Segundo dados do Painel de Dados da Ouvidoria Nacional de Direitos Humanos, houve um aumento alarmante de 80% nas denúncias de intolerância religiosa no Brasil no primeiro semestre de 2024, em comparação ao mesmo período do ano anterior. No total, foram registradas 1.227 denúncias, com religiões afro-brasileiras entre as mais atacadas. A umbanda, por exemplo, foi alvo de 75 denúncias, enquanto o candomblé registrou 58 casos.
Estudiosos apontam que o preconceito direcionado às religiões afro-brasileiras está ligado à discriminação racial. O racismo estrutural, que permeia instituições e relações sociais, tem historicamente marginalizado essas religiões. O sociólogo Marco Antônio Ribeiro, especialista em religiões afro-brasileiras, afirma que “a intolerância contra a umbanda vai além do desconhecimento religioso, é um reflexo direto do racismo que permeia a sociedade”.
Marco enfatiza que a maioria das ofensas envolvem discursos de ódio, com o intuito de desumanizar e desqualificar, com a intenção de ferir a crença e a moral daqueles que praticam. “A demonização dessas religiões está associada ao fato de serem majoritariamente praticadas por pessoas negras ou pardas. Precisamos trabalhar na educação e na conscientização para quebrar esses estigmas”, comenta.
A história de Fabiana e Maria, mãe e filha, ilustra a resiliência da comunidade umbandista. Fabiana Ravache Mendes, de 45 anos, é mãe de santo em Jaraguá do Sul e frequenta o terreiro todos os domingos, participando de giras e realizando trabalhos espirituais voltados ao auxílio da comunidade. Desde pequena, sua filha, Maria Luiza Venturelli, de 23 anos, acompanha as celebrações e aprendeu sobre a importância da umbanda, tornando-se médium.

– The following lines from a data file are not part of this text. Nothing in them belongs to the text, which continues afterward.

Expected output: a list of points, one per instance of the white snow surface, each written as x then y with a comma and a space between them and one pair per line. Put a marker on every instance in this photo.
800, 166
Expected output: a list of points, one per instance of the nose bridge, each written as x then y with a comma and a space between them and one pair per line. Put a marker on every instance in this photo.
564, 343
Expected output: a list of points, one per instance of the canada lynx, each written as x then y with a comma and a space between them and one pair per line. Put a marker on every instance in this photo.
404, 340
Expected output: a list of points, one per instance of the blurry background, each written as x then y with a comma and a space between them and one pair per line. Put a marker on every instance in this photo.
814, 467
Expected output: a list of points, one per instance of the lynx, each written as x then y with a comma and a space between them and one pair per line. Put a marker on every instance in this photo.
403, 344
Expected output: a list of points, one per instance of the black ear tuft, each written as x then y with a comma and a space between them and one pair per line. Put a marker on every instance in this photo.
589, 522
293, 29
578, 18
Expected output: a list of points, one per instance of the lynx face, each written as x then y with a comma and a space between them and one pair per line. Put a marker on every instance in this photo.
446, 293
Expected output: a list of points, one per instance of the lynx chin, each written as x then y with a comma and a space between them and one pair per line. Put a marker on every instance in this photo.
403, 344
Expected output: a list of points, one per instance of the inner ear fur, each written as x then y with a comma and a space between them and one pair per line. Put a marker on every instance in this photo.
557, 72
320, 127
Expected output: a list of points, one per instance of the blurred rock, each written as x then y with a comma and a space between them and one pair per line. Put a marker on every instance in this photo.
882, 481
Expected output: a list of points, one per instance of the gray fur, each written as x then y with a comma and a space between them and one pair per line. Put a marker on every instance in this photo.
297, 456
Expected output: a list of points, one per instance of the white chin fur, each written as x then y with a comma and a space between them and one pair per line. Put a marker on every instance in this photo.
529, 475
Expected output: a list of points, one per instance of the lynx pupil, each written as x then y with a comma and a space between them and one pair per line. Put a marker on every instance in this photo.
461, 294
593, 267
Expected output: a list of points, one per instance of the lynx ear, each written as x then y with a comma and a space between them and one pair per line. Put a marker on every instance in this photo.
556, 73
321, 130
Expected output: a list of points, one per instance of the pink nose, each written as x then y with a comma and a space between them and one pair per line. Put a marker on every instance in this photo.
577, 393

Maria compartilha que, na infância, sentia receio de falar sobre sua religião na escola, devido ao medo da reação negativa dos colegas, reflexo do preconceito e da falta de conhecimento. “Esse sentimento me acompanhou, mas não diminuiu minha paixão pela umbanda, que é uma parte fundamental da minha identidade. Hoje, consigo falar abertamente sobre isso”, conta.
Fé e preconceito
Em Santa Catarina, 53% das vítimas de intolerância religiosa no primeiro semestre deste ano eram pessoas negras ou pardas, sendo 60% das denúncias feitas por mulheres. Esses dados revelam um quadro alarmante de discriminação que afeta majoritariamente grupos historicamente marginalizados. Contudo, também existem sinais de progresso. O diálogo inter-religioso está crescendo em várias regiões, e iniciativas como o Disque 100, do Ministério dos Direitos Humanos, são fundamentais para combater o preconceito.
Em 2024, esse serviço registrou mais de 398 mil denúncias, muitas delas relacionadas à intolerância religiosa. Isso indica que a população está se mobilizando e se sentindo mais à vontade para relatar casos de discriminação. Portanto, o fortalecimento de redes de apoio e a promoção de um ambiente de respeito são essenciais para a transformação social.
Neste 15 de novembro, a data não deve ser vista apenas como uma comemoração, mas como uma oportunidade para refletir sobre o racismo estrutural que ainda marginaliza tantos brasileiros.